Etruria: Etruria and Josiah Wedgwood (1760 onwards)

 

 Etruria Wesleyan Methodist Chapel 

 

Location 4 on the index map

Josiah Wedgwood was a dissenter and prominent member of the Unitarian Meeting House in Newcastle­under-Lyme. However he does not appear to have made any special provision for dissenters at Etruria. 

Meetings of Methodists took place in private houses in the village in the late 18th century. The first Wesleyan chapel was built in 1808 in a field south of Etruria. 

In 1820 it was replaced by a new chapel on the main road near the centre of the village which is still standing. This is a brick building with a classical plastered front surmounted by a pediment and a date tablet illustrated in the drawing below. 

The ground floor plan shows a typical chapel layout of that period with a gallery above which accommodated an average attendance of 150 in 1851. 
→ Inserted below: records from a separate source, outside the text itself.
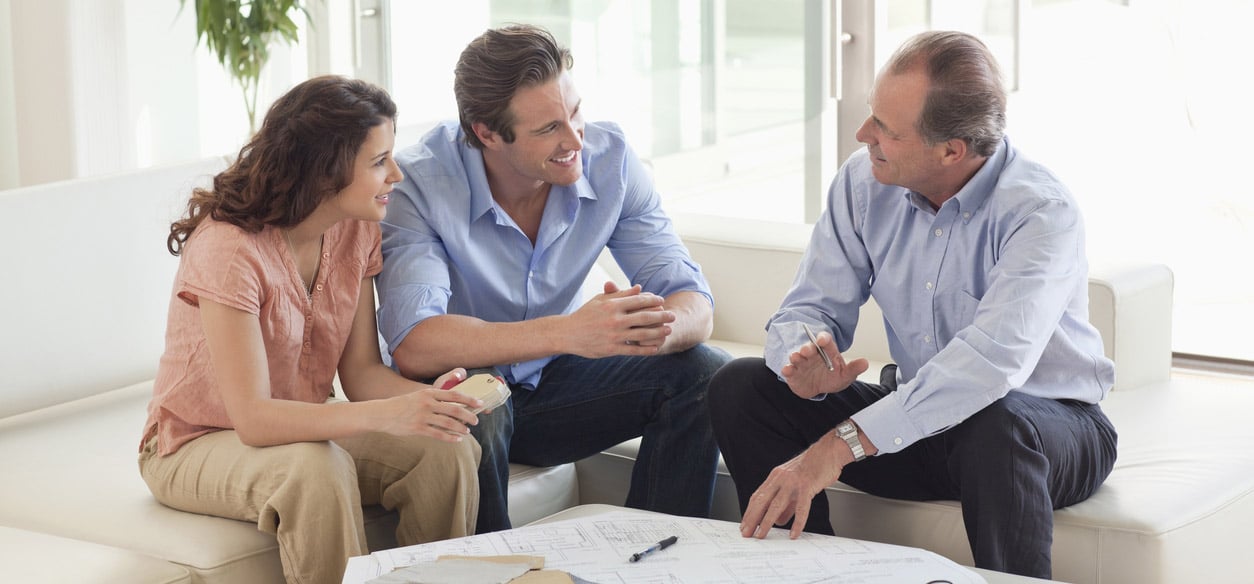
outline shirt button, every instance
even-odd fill
[[[924,287],[926,287],[928,290],[931,290],[931,289],[932,289],[932,283],[931,283],[931,282],[928,282],[928,283],[924,284],[923,286],[924,286]]]
[[[317,290],[317,291],[319,291],[319,292],[321,292],[321,291],[322,291],[322,284],[318,284],[317,286],[314,286],[314,289],[315,289],[315,290]]]
[[[941,228],[940,228],[940,227],[937,227],[937,228],[936,228],[936,231],[933,231],[932,233],[935,233],[935,234],[936,234],[936,237],[940,237],[940,236],[941,236],[941,234],[942,234],[942,233],[944,233],[944,231],[941,231]]]
[[[932,344],[932,335],[923,335],[923,342],[929,345]]]
[[[893,444],[896,444],[896,445],[900,446],[900,445],[901,445],[901,436],[898,436],[898,437],[896,437],[896,438],[893,438]]]
[[[310,348],[310,347],[312,347],[312,346],[313,346],[313,343],[311,343],[311,342],[309,342],[309,341],[305,341],[305,348],[306,348],[306,349],[308,349],[308,348]]]
[[[324,257],[324,258],[329,258],[329,257],[331,257],[331,252],[329,252],[329,251],[324,251],[324,252],[322,252],[322,257]]]
[[[970,211],[967,211],[966,213],[963,213],[963,214],[962,214],[962,218],[963,218],[963,219],[970,219],[970,218],[971,218],[971,212],[970,212]]]

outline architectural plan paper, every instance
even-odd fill
[[[674,545],[628,561],[672,535],[678,536]],[[984,582],[921,549],[810,533],[790,540],[783,529],[764,540],[746,539],[728,521],[614,511],[359,556],[350,559],[344,584],[448,554],[544,556],[547,568],[597,584]]]

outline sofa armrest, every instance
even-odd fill
[[[766,321],[797,275],[811,226],[695,214],[672,219],[714,293],[712,338],[766,344]]]
[[[1171,377],[1171,315],[1175,277],[1163,264],[1093,266],[1089,321],[1115,362],[1116,390]]]

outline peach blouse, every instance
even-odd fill
[[[248,233],[205,219],[181,254],[140,448],[155,435],[157,452],[165,456],[199,436],[234,427],[201,326],[201,298],[261,321],[271,396],[326,401],[352,330],[361,281],[382,269],[379,243],[378,223],[345,220],[332,226],[306,296],[282,231],[267,226]]]

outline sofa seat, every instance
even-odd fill
[[[5,461],[0,500],[22,502],[0,506],[0,525],[91,542],[84,545],[100,546],[89,548],[96,550],[92,557],[112,558],[118,565],[132,562],[139,574],[182,570],[202,583],[281,582],[273,536],[252,523],[176,511],[152,497],[136,463],[151,395],[152,383],[143,382],[0,420],[0,460]],[[573,464],[512,466],[511,519],[522,525],[578,504],[575,478]],[[395,513],[372,506],[365,516],[371,548],[394,547]],[[116,552],[100,552],[110,548]],[[173,571],[134,564],[144,557],[166,560]]]
[[[136,462],[151,396],[145,382],[0,421],[0,500],[22,501],[0,524],[167,560],[197,582],[282,582],[273,536],[152,497]]]
[[[5,582],[127,582],[190,584],[191,574],[169,562],[114,547],[0,526]]]
[[[1092,497],[1054,513],[1054,578],[1231,581],[1225,572],[1249,544],[1235,528],[1254,522],[1254,425],[1242,423],[1254,411],[1254,392],[1248,382],[1179,385],[1116,391],[1102,402],[1119,432],[1119,459]],[[828,498],[838,534],[973,563],[955,501],[894,501],[844,484],[829,488]]]

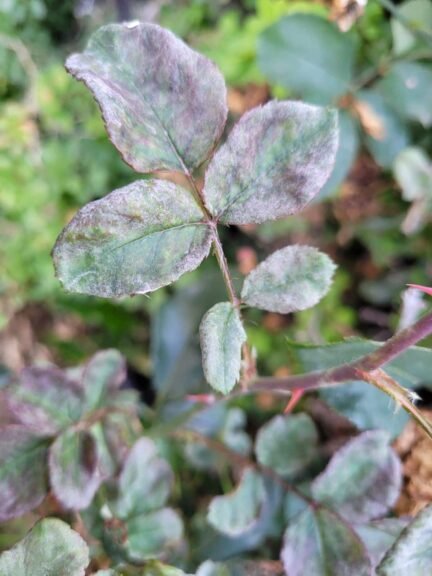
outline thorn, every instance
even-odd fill
[[[416,288],[417,290],[421,290],[425,294],[429,294],[432,296],[432,288],[428,288],[427,286],[421,286],[420,284],[407,284],[410,288]]]
[[[300,402],[302,396],[304,394],[303,388],[296,388],[292,391],[291,398],[288,401],[288,404],[285,406],[284,414],[291,414],[297,404]]]
[[[186,399],[191,400],[192,402],[207,404],[208,406],[216,402],[216,397],[214,394],[188,394]]]

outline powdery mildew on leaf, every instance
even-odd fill
[[[193,169],[222,134],[222,75],[155,24],[104,26],[66,68],[92,91],[112,142],[138,172]]]
[[[290,523],[281,558],[289,576],[371,576],[360,539],[325,508],[308,509]]]
[[[224,224],[274,220],[301,210],[333,169],[337,113],[270,102],[246,113],[207,169],[204,196]]]
[[[241,349],[246,341],[240,315],[230,302],[220,302],[205,314],[200,340],[207,382],[228,394],[240,377]]]
[[[4,522],[33,510],[45,498],[48,440],[19,425],[1,427],[0,437],[0,521]]]
[[[84,576],[87,544],[65,522],[47,518],[0,556],[1,576]]]
[[[239,536],[258,521],[265,499],[263,479],[255,471],[246,470],[234,492],[213,498],[207,520],[218,532]]]
[[[424,508],[405,528],[377,568],[378,576],[432,574],[432,506]]]
[[[50,448],[51,488],[64,507],[87,508],[102,482],[99,452],[90,432],[70,428]]]
[[[316,500],[352,522],[380,518],[396,504],[402,467],[382,430],[360,434],[343,446],[312,484]]]
[[[258,431],[258,462],[281,476],[295,478],[318,456],[318,432],[307,414],[275,416]]]
[[[330,288],[335,265],[310,246],[286,246],[246,276],[242,300],[270,312],[288,314],[315,306]]]
[[[170,284],[208,255],[211,234],[192,196],[141,180],[87,204],[54,247],[56,274],[73,292],[118,297]]]
[[[95,354],[83,372],[86,410],[101,408],[126,380],[126,360],[118,350]]]

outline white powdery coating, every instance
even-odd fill
[[[228,394],[240,377],[241,348],[246,341],[239,313],[232,304],[221,302],[205,314],[200,341],[207,382]]]
[[[325,296],[335,268],[316,248],[287,246],[246,276],[242,299],[248,306],[280,314],[305,310]]]
[[[199,166],[227,117],[216,66],[155,24],[110,24],[67,70],[96,98],[123,159],[138,172]]]
[[[370,430],[345,444],[314,480],[314,498],[352,522],[387,514],[402,486],[401,462],[389,442],[383,430]]]
[[[141,180],[84,206],[59,236],[53,259],[66,289],[111,298],[170,284],[194,270],[210,244],[187,190]]]
[[[211,161],[204,197],[225,224],[274,220],[301,210],[330,176],[337,113],[270,102],[246,113]]]
[[[234,492],[213,498],[207,520],[218,532],[240,536],[258,521],[265,498],[263,479],[248,469]]]
[[[426,576],[432,573],[432,506],[405,528],[377,568],[378,576]]]
[[[87,544],[65,522],[46,518],[0,556],[1,576],[84,576]]]

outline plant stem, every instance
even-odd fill
[[[223,280],[227,289],[229,299],[234,308],[237,308],[237,310],[239,310],[240,299],[238,298],[234,288],[234,284],[228,268],[228,262],[227,259],[225,258],[222,242],[220,241],[219,234],[217,231],[216,222],[214,221],[211,222],[211,228],[212,228],[213,248],[215,251],[216,259],[219,264],[219,268],[221,269],[222,272]]]
[[[349,380],[358,380],[360,373],[364,374],[377,370],[430,334],[432,334],[432,312],[420,318],[412,326],[395,334],[378,350],[366,354],[366,356],[350,364],[342,364],[329,370],[311,372],[299,376],[288,376],[287,378],[258,378],[250,390],[252,392],[271,390],[279,394],[291,394],[297,388],[315,390]]]
[[[432,35],[429,32],[427,32],[426,30],[419,30],[415,25],[413,25],[411,20],[409,18],[407,18],[406,16],[404,16],[401,13],[401,11],[398,9],[398,7],[395,6],[391,0],[378,0],[378,2],[388,12],[390,12],[390,14],[394,18],[399,20],[406,28],[408,28],[410,30],[410,32],[412,32],[412,34],[414,34],[414,36],[417,36],[417,38],[420,38],[422,40],[426,40],[428,43],[432,42]]]

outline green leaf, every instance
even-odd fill
[[[242,300],[270,312],[288,314],[315,306],[328,292],[335,265],[311,246],[286,246],[246,276]]]
[[[98,445],[92,434],[69,428],[50,448],[51,488],[66,508],[81,510],[93,500],[103,477]]]
[[[258,521],[265,497],[261,476],[248,469],[234,492],[213,498],[207,520],[217,531],[239,536]]]
[[[283,576],[280,562],[270,560],[233,560],[224,563],[207,560],[198,568],[196,576]]]
[[[156,446],[140,438],[130,451],[119,477],[119,496],[113,503],[118,518],[146,514],[166,504],[173,484],[173,474]]]
[[[406,518],[382,518],[369,524],[353,525],[360,540],[366,546],[372,568],[376,568],[385,553],[408,524]]]
[[[95,576],[188,576],[183,570],[150,560],[145,568],[121,567],[115,570],[99,570]],[[191,574],[189,576],[192,576]]]
[[[54,366],[23,370],[6,389],[8,408],[36,433],[55,435],[79,420],[83,408],[80,384]]]
[[[0,429],[0,521],[26,514],[45,498],[49,440],[24,426]]]
[[[398,5],[397,10],[398,14],[408,20],[417,32],[432,32],[432,4],[429,0],[408,0]],[[391,29],[395,54],[402,55],[419,44],[426,44],[415,36],[409,26],[399,18],[391,19]]]
[[[87,544],[54,518],[38,522],[27,536],[0,556],[1,576],[84,576]]]
[[[56,274],[74,292],[144,294],[196,268],[210,231],[191,195],[162,180],[141,180],[87,204],[54,247]]]
[[[133,516],[126,526],[126,549],[137,561],[159,558],[165,549],[179,546],[183,536],[183,522],[171,508]]]
[[[432,572],[432,506],[405,528],[377,568],[378,576],[426,576]]]
[[[288,526],[281,557],[289,576],[371,576],[360,539],[325,508],[308,509]]]
[[[297,478],[318,456],[318,432],[307,414],[275,416],[258,431],[255,452],[263,466]]]
[[[87,411],[105,406],[126,380],[126,361],[117,350],[98,352],[87,363],[83,373],[85,408]]]
[[[395,160],[393,172],[404,200],[432,198],[432,162],[422,148],[403,150]]]
[[[376,137],[366,134],[366,146],[377,164],[390,168],[399,152],[409,145],[407,127],[375,90],[362,90],[358,100],[370,107],[379,123],[380,134]]]
[[[138,172],[196,168],[222,134],[220,72],[159,26],[104,26],[66,68],[92,91],[112,142]]]
[[[258,42],[263,74],[316,104],[330,104],[348,91],[355,58],[352,38],[313,14],[282,18]]]
[[[337,113],[270,102],[242,116],[207,169],[204,197],[224,224],[259,224],[294,214],[331,174]]]
[[[339,144],[333,171],[315,200],[323,200],[337,191],[348,176],[360,148],[359,126],[345,110],[339,111]]]
[[[200,325],[204,375],[215,390],[228,394],[240,378],[241,350],[246,332],[230,302],[211,308]]]
[[[399,498],[402,466],[382,430],[345,444],[312,483],[313,497],[352,522],[384,516]]]
[[[397,62],[377,82],[386,102],[407,120],[432,126],[432,67],[417,62]]]

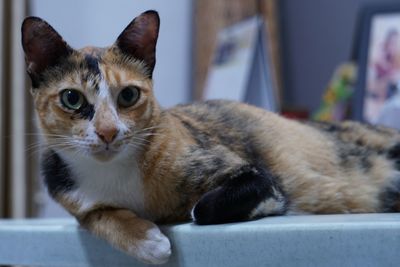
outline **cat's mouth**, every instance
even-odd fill
[[[111,144],[104,144],[91,150],[91,155],[99,161],[110,161],[118,153],[120,153],[120,146]]]

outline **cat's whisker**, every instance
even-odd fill
[[[142,136],[165,136],[165,134],[161,134],[161,133],[145,133],[145,134],[141,134]]]
[[[127,143],[128,146],[135,146],[135,147],[142,147],[145,146],[145,143],[140,143],[140,142],[129,142]]]
[[[57,149],[59,151],[65,151],[70,148],[74,148],[73,144],[58,143],[58,144],[35,144],[35,146],[26,149],[26,153],[35,154],[45,149]],[[62,149],[65,148],[65,149]]]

There was a Sunday school at the back which originally occupied a thatched building. In 1851 this was attended by 180 children. By 1864 this had been replaced by the present building (see 1878 map) which has now (2000) been sold off and is occupied as a separate property. 

A Methodist New Connexion Chapel was opened in 1819 further up the village (see 1832 map). 

St Matthew’s, the Anglican church, was built in 1848-9 north of the village on a site given by the Duchy of Lancaster (see 1878 map of Etruria). Both the Anglican church and the original vicarage and the Methodist New Connexion chapel have been demolished.